What is a WordPress Tag?
WordPress tags are used to organize your WordPress posts into one or more groups. As with WordPress categories, you may associate one or more tags with each post.
Tags commonly appear as links that visitors may click to find additional posts associated with the same tag.
Tags are not required, but proper tagging of posts allows your readers another great means to access related content on your site. Think of the tag list as another organizational method to help your readers find and read your great content.
If WordPress categories are a table of contents for your blog, then tags are the index.
Common Tagging Problems to Avoid
Most first time users of WordPress tend to comprehend categories, yet I often run across sites with widespread tag-related issues. A few common themes show up:
Take this common scenario:
An author writes a great post—let’s say it’s about how their local ice cream business supported a little league team this summer by providing free gear. It includes some nice, endearing video interviews with the kids. When it comes time to assign tags, the author looks back over the post and picks out various items covered in the article:
- Little League
- Community Support
- The Town’s Name
- The Team’s Name
- The Coach’s Name
We can see how this might make sense to someone. These are after all terms which describe the content of the post. The problem here is that most, if not all, of these tags may be unique to this single post. Even if this ice cream business website publishes 200 posts over the next few years, this post may be the only one that discusses ‘baseball’ or ‘sports’ in this manner.
Since, like categories, each tag you use in WordPress generates its own archive page where you can find all the posts tagged with that tag, you would end up with tag pages for ‘baseball’ and ‘sports’ that have one post each—and it’s the same post they just read. That’s not useful to the visitor.
If every post generates 5-10 new, one-off tags, eventually after the first 10 posts are published we will end up with 50-100 tags in play. After the first 100 posts are published, we will have 500-1000 tags in play!
One site, a now defunct fashion blog that published a post a day on average, ended up with 900 tags in use over their first two years. Out of those 900, only 150 tags were used more than once to tag a post. The other 750 were unique tags used only one time.
While it is useful for a book to have an item in its index that appears on only one page, on a website that function is taken over by the WordPress search feature which allows you to easily find any word in any post.
Tags are not Keywords
Many blog authors have been caught using the tags to “keyword-stuff” posts with numerous keywords they think will yield additional search engine traffic.

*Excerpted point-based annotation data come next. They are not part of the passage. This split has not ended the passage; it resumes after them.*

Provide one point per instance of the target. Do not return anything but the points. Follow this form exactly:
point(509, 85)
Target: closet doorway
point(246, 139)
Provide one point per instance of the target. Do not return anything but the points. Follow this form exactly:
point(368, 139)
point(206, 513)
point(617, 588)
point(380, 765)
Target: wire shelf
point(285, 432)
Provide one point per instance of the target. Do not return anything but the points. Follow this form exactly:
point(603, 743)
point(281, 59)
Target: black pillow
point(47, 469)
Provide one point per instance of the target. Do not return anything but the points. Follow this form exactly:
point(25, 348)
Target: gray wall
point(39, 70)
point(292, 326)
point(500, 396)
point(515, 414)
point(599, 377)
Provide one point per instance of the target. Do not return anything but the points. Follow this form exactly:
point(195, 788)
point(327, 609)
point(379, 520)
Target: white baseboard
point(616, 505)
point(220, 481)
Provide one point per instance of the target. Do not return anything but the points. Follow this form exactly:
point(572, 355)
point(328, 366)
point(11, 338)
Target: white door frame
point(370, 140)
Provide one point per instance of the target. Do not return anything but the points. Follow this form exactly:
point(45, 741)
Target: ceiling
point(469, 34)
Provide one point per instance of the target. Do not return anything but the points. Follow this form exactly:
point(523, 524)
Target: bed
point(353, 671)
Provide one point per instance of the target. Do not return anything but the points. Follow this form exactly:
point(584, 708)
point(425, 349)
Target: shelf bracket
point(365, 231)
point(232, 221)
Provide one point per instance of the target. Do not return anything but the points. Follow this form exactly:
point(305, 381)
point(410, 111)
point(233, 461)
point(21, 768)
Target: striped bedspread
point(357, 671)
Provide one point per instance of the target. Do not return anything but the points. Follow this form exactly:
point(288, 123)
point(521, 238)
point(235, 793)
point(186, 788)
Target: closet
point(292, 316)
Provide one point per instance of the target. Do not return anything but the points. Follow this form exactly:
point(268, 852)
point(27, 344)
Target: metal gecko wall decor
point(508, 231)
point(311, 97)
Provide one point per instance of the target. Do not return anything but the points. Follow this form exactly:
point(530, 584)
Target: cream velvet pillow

They say, “I’m doing it for search engine optimization.”
However, it doesn’t work that way.
It would be far better to select a couple of those tags most related to your post, focus the writing around those, and incorporate them organically into the title, meta-description, headers and body copy of your post. Adding two dozen tags to your post will only generate a host of thin-content tag archive pages auto-generated by WordPress for each tag used in the system.
Create a Master Tag List
Any WordPress site should develop a master tag list along with its category list and try to stick to that list. Avoid tag creep.
This practice will also help focus your editorial vision, and a strong editorial vision helps build audience.
Give Vistors a Second Way to Explore Your Content
WordPress categories provide the primary way your posts are structured and organized. Tags can provide a very useful secondary means for visitors to explore your content, helping to increase reader engagement and time on site.
Take, for example, an online magazine for a city. Its categories might be those we’d expect: Culture, Events, Lifestyle, Dining, Business, etc. A useful tag list would then be the various neighborhoods of that city. If your site discusses regional events and happenings, you might use the categories for the type of event, while using the tags for the town of the event. If you blog about films and film making, your categories might be film genres and your tags directors. Now that is helpful!